What is the AIDS Memorial Quilt?

Who first imagined the AIDS Memorial Quilt?

When was the AIDS Memorial Quilt first displayed?

Where is the AIDS Memorial Quilt permanently located as of 2019?

The AIDS Memorial Quilt is an artistic endeavor meant to honor, remember, and celebrate those who died of HIV and AIDS-related diseases in the United States, and it is considered to be the largest community arts project in history. The quilt is made up of nearly 50,000 hand-sewn panels, each measuring 3 feet by 6 feet (0.9 meters by 1.8 meters), roughly the size of a grave. As of 2023, the quilt measured more than 1.2 million square feet (111,500 square meters) and weighed about 54 tons.

Project history

The quilt was first imagined by human rights activist Cleve Jones. In the wake of the 1978 assassinations of San Francisco Mayor George Moscone and Board of Supervisors member Harvey Milk, Jones helped organize annual candlelit vigils to honor those lives lost in the fight for LGBTQ equality. Milk was one of the first openly gay elected officials in the U.S.

In the early 1980s, the scourge of AIDS was becoming known mostly in large U.S. cities, including San Francisco. During a march in 1985, Jones learned that the HIV/AIDS death toll in San Francisco had reached more than 1,000 victims, and he requested that his fellow activists make signs bearing the names of friends, family, and loved ones, they had lost to the disease. These signs were then taped together and stuck to the walls of the San Francisco Federal Building. This makeshift display was the first early version of the AIDS Quilt Project.

A Quilt—and a Movement—Grows
  • 1987: The first quilt panel is created by Cleve Jones.
  • October 1987: The quilt is first displayed in Washington, D.C. It features 1,920 panels.
  • 1988: The quilt has grown to 8,288 panels.
  • 1989: The number of panels is now more than 12,000.
  • 1996: The quilt is displayed in Washington, D.C., and is visited by Bill and Hillary Clinton and Al and Tipper Gore. It now numbers 39,000 panels.
  • 2012: To mark its 25th anniversary, the quilt makes its last trip to Washington. It is now too big to fit on the National Mall, numbering about 48,000 panels. Instead, it is displayed in sections at locations around the city.
  • 2019: An announcement is made that the quilt will be permanently moved to the National AIDS Memorial in San Francisco.

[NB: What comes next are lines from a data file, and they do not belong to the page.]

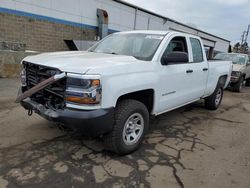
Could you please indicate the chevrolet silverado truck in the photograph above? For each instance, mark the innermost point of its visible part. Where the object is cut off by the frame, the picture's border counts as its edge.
(241, 69)
(111, 90)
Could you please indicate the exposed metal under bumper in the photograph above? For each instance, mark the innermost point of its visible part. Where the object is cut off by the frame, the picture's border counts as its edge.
(91, 122)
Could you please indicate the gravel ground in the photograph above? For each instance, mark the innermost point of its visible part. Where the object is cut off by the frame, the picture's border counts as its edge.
(188, 147)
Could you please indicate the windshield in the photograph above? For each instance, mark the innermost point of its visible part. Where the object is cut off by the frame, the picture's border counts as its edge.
(235, 58)
(140, 46)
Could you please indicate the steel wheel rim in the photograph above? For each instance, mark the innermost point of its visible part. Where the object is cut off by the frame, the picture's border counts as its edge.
(218, 97)
(133, 129)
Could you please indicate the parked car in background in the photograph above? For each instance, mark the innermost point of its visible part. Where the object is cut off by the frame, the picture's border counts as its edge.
(241, 69)
(112, 89)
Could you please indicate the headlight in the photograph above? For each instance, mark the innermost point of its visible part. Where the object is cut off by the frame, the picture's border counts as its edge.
(83, 89)
(23, 76)
(236, 73)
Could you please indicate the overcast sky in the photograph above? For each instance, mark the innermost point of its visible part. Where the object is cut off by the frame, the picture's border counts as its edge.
(225, 18)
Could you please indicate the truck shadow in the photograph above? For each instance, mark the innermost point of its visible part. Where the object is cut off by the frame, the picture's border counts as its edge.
(72, 160)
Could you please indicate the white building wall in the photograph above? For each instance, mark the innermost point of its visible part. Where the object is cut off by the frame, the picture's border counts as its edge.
(121, 17)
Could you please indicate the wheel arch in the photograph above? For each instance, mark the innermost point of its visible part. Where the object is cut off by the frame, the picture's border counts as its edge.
(144, 96)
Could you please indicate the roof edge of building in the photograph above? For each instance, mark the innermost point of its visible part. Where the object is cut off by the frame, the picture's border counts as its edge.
(164, 17)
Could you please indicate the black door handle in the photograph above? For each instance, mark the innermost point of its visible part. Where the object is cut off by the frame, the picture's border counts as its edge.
(189, 71)
(205, 69)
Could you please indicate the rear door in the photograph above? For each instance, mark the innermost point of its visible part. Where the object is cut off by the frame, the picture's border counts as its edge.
(179, 83)
(199, 66)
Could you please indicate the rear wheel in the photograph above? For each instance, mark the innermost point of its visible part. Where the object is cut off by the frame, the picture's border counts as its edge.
(248, 82)
(238, 86)
(213, 101)
(131, 124)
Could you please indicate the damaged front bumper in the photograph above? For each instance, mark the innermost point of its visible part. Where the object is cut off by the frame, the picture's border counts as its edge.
(89, 122)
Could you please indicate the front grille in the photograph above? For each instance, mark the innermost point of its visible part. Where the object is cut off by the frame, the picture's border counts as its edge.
(52, 94)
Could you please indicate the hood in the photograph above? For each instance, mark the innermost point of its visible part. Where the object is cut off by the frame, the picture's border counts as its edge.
(79, 61)
(237, 67)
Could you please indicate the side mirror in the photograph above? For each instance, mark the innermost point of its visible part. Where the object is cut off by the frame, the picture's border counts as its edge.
(174, 58)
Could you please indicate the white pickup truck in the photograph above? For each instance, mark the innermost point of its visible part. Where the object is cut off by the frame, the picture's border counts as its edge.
(112, 89)
(241, 69)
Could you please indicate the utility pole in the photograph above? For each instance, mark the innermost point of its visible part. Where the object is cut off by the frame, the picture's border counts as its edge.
(243, 38)
(247, 32)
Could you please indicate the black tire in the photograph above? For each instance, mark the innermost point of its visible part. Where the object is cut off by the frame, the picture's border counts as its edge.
(114, 141)
(238, 86)
(212, 102)
(247, 82)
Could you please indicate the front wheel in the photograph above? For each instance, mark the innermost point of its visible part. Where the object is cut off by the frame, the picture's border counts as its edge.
(213, 101)
(131, 124)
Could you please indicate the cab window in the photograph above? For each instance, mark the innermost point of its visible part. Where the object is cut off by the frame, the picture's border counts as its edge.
(177, 44)
(197, 50)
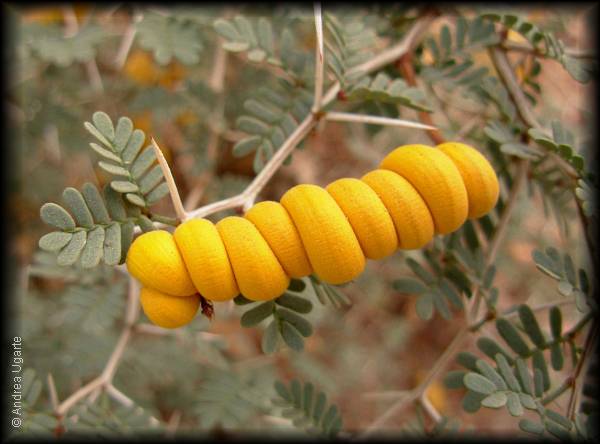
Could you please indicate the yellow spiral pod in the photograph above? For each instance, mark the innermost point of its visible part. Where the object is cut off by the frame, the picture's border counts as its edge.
(418, 191)
(327, 236)
(258, 273)
(155, 261)
(409, 212)
(167, 311)
(437, 180)
(370, 220)
(278, 229)
(204, 254)
(478, 176)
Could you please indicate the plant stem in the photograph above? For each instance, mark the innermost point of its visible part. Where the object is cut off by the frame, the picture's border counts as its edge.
(375, 120)
(173, 191)
(408, 72)
(319, 59)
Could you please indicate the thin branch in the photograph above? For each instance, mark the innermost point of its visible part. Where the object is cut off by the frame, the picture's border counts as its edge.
(412, 395)
(173, 424)
(500, 231)
(501, 227)
(405, 64)
(79, 395)
(127, 41)
(390, 55)
(319, 59)
(430, 409)
(173, 191)
(248, 195)
(502, 65)
(119, 396)
(527, 48)
(52, 390)
(375, 120)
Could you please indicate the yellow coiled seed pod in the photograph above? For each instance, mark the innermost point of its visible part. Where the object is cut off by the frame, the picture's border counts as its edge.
(477, 174)
(155, 261)
(167, 311)
(417, 192)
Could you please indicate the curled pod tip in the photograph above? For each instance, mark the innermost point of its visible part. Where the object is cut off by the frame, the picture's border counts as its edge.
(438, 181)
(155, 261)
(478, 176)
(168, 311)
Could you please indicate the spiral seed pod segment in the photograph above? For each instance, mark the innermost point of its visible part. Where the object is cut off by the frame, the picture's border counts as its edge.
(418, 191)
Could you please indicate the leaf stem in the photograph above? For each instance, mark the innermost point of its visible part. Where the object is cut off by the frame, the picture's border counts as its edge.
(375, 120)
(319, 59)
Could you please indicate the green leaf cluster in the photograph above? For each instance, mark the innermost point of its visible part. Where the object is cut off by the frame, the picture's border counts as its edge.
(287, 322)
(327, 293)
(453, 63)
(553, 48)
(104, 419)
(49, 43)
(510, 381)
(348, 43)
(307, 408)
(271, 115)
(139, 177)
(95, 229)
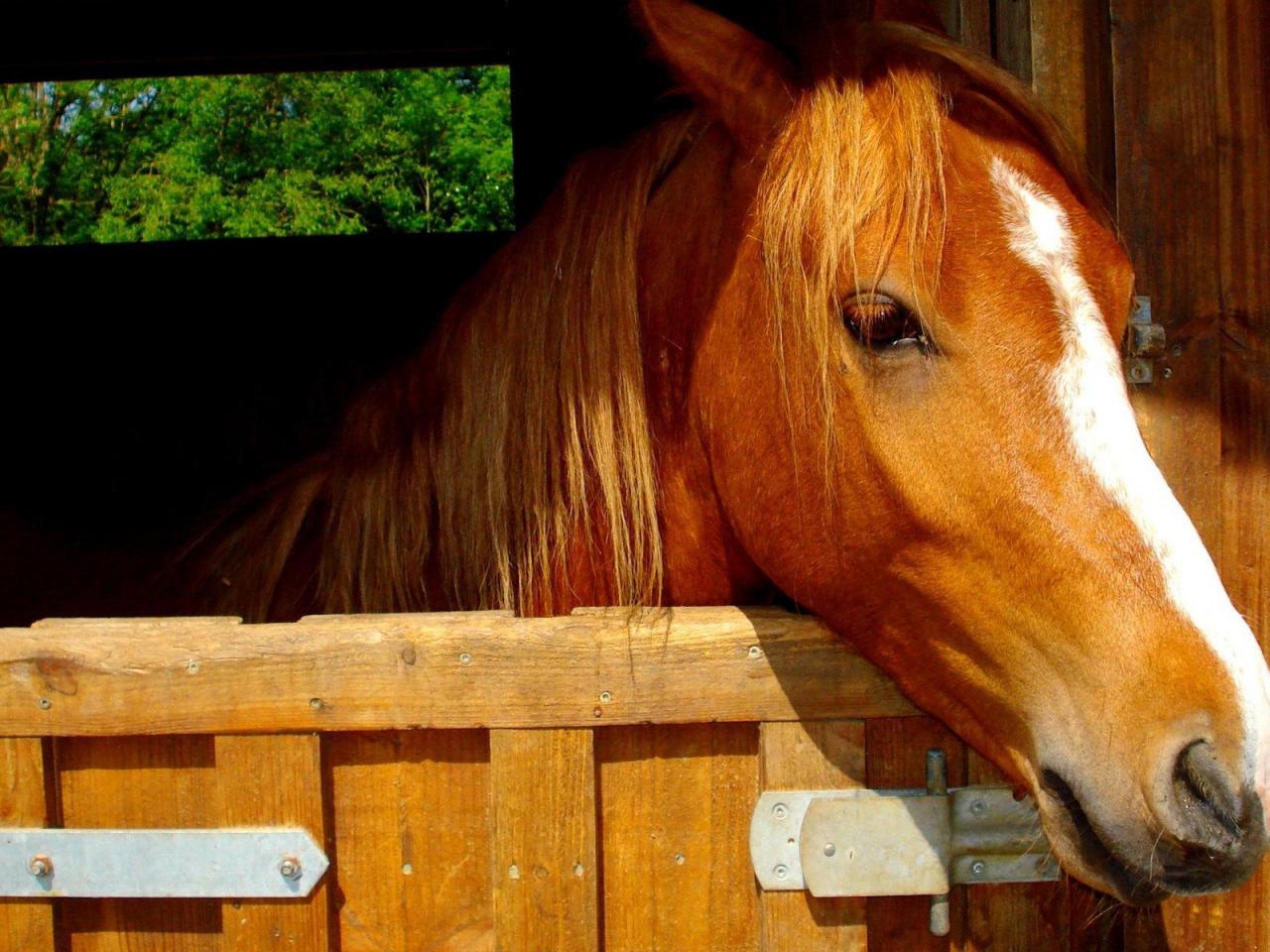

Then, in 1987, Jones created the first official panel of what would become the quilt to remember his friend Marvin Feldman, who had died of AIDS. (Homophobia peaked in the 1980s with the spread of AIDS, further stigmatizing homosexual men.) Later that same year, Jones helped found The NAMES Project Foundation, created to enable the creation of the quilt. The response to the project was overwhelming and by the time the quilt was displayed for the first time in Washington, D.C., on October 11, 1987, it included 1,920 panels. The quilt was unfolded by large groups of volunteers on the National Mall while notable guests read aloud the names of the those represented on be each panel. The quilt then went on a 20-city tour, raising nearly $500,000 for AIDS research and service organizations. In 1989 The NAMES Project Foundation, Cleve Jones, and Mike Smith were nominated for a Nobel Peace Prize for their work and in recognition of the global impact of the AIDS quilt.

In 1996 the AIDS quilt, which by now had grown in size to more than 39,000 panels, came back to Washington, D.C., to be displayed on the National Mall and drew more than one million visitors, including U.S. Pres. Bill Clinton and Vice Pres. Al Gore. In 2000 the quilt was moved to Atlanta, Georgia, following the new headquarters of the NAMES Project. Over this time, the quilt continued to grow, adding thousands of individual dedications from across the country. The powerful imagery of the quilt has stood as a stark reminder of hundreds of thousands of lives lost to HIV and AIDS in the United States alone.

Related initiatives

For its 25th anniversary, The NAMES Project brought the quilt back to Washington, D.C., in 2012. Now too large to fit on the National Mall, the entirety of the quilt was put on public display at more than 50 locations in the D.C. area. This included a two-week exhibition of quilt sections on the National Mall where 1,500 panel blocks were displayed—and changed—daily.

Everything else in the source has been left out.